MSC tipped to be chasing Brazil’s Wilson Sons
Local media in Brazil is widely reporting that Mediterranean Shipping Co (MSC) is looking to buy out Wilson Sons, a well known port and maritime logistics firm with operations across Latin America’s largest country.
Last year, MSC, the world’s largest containerline, bought out Brazilian line Log-In Logistica, since when it has been adding more services to Latin America to the point whereby the Soren Toft-led line now has more capacity heading to South America than on the transpacific to North America, according to data from Alphaliner.
MSC officials have yet to comment on the $1bn Wilson Sons acquisition rumours.

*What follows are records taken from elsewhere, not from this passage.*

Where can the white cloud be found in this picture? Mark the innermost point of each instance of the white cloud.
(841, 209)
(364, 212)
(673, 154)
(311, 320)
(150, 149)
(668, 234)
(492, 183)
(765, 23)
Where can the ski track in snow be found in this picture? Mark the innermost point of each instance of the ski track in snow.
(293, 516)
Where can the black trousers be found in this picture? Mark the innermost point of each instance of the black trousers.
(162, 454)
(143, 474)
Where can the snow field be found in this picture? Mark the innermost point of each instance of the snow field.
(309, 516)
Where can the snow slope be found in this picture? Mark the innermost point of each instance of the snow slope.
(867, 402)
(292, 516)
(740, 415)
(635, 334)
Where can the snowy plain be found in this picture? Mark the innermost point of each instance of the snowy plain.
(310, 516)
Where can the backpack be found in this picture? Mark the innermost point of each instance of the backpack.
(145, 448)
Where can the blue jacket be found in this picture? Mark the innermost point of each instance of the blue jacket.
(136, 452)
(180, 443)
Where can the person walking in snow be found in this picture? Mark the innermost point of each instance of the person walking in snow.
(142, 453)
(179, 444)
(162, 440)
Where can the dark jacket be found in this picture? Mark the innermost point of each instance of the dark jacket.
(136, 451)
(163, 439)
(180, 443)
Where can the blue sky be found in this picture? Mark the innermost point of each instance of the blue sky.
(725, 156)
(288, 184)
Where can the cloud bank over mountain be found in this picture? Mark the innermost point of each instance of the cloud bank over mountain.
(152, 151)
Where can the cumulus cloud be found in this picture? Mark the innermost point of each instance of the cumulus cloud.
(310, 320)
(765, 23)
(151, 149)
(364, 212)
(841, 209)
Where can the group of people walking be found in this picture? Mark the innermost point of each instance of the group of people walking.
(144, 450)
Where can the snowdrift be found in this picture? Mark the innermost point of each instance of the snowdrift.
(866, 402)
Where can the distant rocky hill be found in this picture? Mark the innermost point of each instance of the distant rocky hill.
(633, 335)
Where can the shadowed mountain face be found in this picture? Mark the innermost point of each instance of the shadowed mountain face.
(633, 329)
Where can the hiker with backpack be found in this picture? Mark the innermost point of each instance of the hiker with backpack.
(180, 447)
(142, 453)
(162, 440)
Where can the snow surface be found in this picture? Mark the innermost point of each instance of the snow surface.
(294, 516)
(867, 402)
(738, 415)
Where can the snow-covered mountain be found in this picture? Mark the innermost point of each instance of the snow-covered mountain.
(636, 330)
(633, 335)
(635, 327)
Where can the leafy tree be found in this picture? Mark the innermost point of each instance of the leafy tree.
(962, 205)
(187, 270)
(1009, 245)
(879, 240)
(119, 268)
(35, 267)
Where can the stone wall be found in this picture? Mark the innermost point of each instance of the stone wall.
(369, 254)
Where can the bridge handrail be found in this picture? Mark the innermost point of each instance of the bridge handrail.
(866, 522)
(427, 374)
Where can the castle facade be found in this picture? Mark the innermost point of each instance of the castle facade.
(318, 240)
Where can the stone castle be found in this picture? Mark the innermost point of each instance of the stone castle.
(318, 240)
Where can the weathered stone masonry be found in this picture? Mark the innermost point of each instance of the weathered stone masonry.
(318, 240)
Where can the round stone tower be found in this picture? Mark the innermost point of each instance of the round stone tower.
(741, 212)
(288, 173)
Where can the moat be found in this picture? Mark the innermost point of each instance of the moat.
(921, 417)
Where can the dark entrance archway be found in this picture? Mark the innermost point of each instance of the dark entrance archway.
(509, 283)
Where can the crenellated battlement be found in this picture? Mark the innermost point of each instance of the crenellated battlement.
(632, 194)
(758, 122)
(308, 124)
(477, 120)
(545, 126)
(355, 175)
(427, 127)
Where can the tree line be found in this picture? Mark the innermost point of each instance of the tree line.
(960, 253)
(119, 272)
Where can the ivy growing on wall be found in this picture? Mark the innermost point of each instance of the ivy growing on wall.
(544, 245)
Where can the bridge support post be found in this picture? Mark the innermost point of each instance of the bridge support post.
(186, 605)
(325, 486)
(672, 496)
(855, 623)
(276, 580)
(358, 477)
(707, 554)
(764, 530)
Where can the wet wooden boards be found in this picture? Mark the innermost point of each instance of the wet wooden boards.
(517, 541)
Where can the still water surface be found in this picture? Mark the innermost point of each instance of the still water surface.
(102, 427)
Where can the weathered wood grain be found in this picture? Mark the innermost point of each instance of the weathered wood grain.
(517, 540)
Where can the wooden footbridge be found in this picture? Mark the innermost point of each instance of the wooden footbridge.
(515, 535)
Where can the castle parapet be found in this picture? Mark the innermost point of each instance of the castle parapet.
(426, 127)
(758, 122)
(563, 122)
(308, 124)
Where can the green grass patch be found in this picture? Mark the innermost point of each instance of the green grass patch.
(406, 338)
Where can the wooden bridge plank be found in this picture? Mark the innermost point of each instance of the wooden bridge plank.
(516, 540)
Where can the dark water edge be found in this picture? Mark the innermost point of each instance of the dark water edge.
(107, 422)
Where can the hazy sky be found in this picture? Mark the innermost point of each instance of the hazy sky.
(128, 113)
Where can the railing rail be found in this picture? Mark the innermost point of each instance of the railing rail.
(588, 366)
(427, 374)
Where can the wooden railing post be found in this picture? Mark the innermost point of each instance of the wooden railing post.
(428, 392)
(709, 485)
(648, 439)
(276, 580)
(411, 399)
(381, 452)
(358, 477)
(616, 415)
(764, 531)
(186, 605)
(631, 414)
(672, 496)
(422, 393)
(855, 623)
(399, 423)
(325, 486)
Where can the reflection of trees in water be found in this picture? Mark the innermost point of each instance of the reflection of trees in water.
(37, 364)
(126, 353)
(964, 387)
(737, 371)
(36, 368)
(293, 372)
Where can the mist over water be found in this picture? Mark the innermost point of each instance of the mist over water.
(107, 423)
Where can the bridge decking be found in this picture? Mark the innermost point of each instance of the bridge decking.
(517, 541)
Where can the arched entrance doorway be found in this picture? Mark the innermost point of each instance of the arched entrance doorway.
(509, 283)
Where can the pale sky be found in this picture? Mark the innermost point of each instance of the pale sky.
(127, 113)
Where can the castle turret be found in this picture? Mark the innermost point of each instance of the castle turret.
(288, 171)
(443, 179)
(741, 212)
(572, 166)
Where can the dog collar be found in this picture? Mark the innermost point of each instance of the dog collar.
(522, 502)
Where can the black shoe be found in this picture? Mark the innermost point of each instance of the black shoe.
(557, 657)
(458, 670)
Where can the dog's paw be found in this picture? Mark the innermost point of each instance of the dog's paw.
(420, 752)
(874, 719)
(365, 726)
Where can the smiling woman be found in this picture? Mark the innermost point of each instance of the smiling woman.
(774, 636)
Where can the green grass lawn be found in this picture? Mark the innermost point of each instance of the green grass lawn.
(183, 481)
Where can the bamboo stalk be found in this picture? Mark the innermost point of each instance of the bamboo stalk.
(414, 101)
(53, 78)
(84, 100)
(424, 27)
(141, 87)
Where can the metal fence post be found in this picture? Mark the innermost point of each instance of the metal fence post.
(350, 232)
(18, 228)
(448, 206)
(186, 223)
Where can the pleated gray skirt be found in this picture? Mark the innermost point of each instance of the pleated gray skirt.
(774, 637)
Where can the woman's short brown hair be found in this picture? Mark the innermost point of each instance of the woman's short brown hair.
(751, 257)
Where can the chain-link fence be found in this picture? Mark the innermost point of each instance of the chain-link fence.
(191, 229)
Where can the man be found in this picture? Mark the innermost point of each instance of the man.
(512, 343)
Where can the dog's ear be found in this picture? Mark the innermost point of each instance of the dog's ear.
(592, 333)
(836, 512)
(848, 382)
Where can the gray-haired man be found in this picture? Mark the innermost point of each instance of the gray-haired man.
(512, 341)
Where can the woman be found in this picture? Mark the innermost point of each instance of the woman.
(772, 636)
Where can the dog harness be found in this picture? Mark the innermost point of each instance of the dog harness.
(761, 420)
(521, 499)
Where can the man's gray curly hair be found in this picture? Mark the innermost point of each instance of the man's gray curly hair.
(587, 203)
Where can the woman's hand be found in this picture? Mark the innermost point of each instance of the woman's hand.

Ocean Wilsons, the parent of Wilson Sons, released a statement last week in which it confirmed it was “considering all potential strategic options”, while claiming not to have received a “formal proposal” from a possible buyer for its 57% stake in Wilson Sons.
Wilson Sons is the largest integrated port and maritime logistics operator in the Brazilian market. The company operates the Tecon Rio Grande container terminal in Rio Grande, Rio Grande do Sul, and the Tecon Salvador container terminal in Salvador, Bahia and renders commercial representation on behalf of shipowners in the main ports of Brazil.
Wilson Sons operates one of the largest tugboat fleets in Latin America with over 70 vessels and has a platform supply vessel joint venture with Chilean group Ultramar. The company also provides integrated logistics solutions and at the shipyard in Guaruja, Sao Paulo, Wilson Sons builds and maintains its offshore and towage fleets, as well as offering small and medium vessel construction for third parties.